CNN recently posted a story about how the Feb. 15 asteroid/meteor event was very, very unlikely: a 1 in 100,000,000 coincidence. I disagreed. I was all ready to blog about how CNN, yet again, got a non-scientist to write about science…and my indignation was already half out of the bottle.
Then I saw who wrote the article: Meg Urry, a highly respected Yale astrophysicist.
So, I sat on my hands for a second and re-evaluated the article. It does not contain any errors as far as I can tell. But I still contend that the article is misleading: saying that the asteroid/meteor event was a 1 in 100,000,000 coincidence is the wrong way to look at it.
I agree that if you multiply 1 in 3,650 days times 1 in 36,500 days you get something close to 1 in 100,000,000. But all you’ve proven is that for any given random day, there is only a 1 in 100,000,000 chance of such a coincidence occurring.
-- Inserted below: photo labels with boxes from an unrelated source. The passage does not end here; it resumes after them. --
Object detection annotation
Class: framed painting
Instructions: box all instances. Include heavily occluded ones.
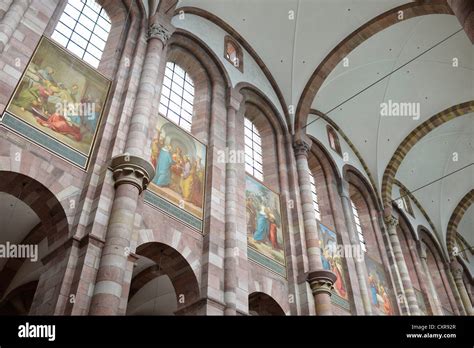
[365,255,395,315]
[318,223,349,301]
[2,37,110,168]
[245,175,286,276]
[149,115,207,222]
However, we now live in a post-Nate Silver, post Bayesian controversy world, right? We’ve known about asteroid DA14 for exactly a year (as of today). So the right question to ask, before it flew by last week, was: what is the chance that a human-injuring meteor will fly by on the same day? Well, given that an asteroid will already pass that day, the chance of a once-in-a-decade meteor flying by that same day is just 1 in 3,650 (that is, once in a decade).
I have the utmost respect for Dr. Urry. I suspect that the hyperbole-filled title of her CNN post was written by a CNN webmaster, not her. I still agree that the coincidence was unlikely, but given that DA14 was already expected to fly by, the Chelyabinsk meteor hitting on the same day does not sink into the realm of unbelievability.
[Trivia note: Chelyabinsk is the birthplace of Evgeny Sveshnikov, the chess grandmaster for whom the Sveshnikov variation of the Sicilian defense is named. And I do know that, as much as I like the Sveshnikov defense, I tend to go down in flames like a meteor whenever I play it.]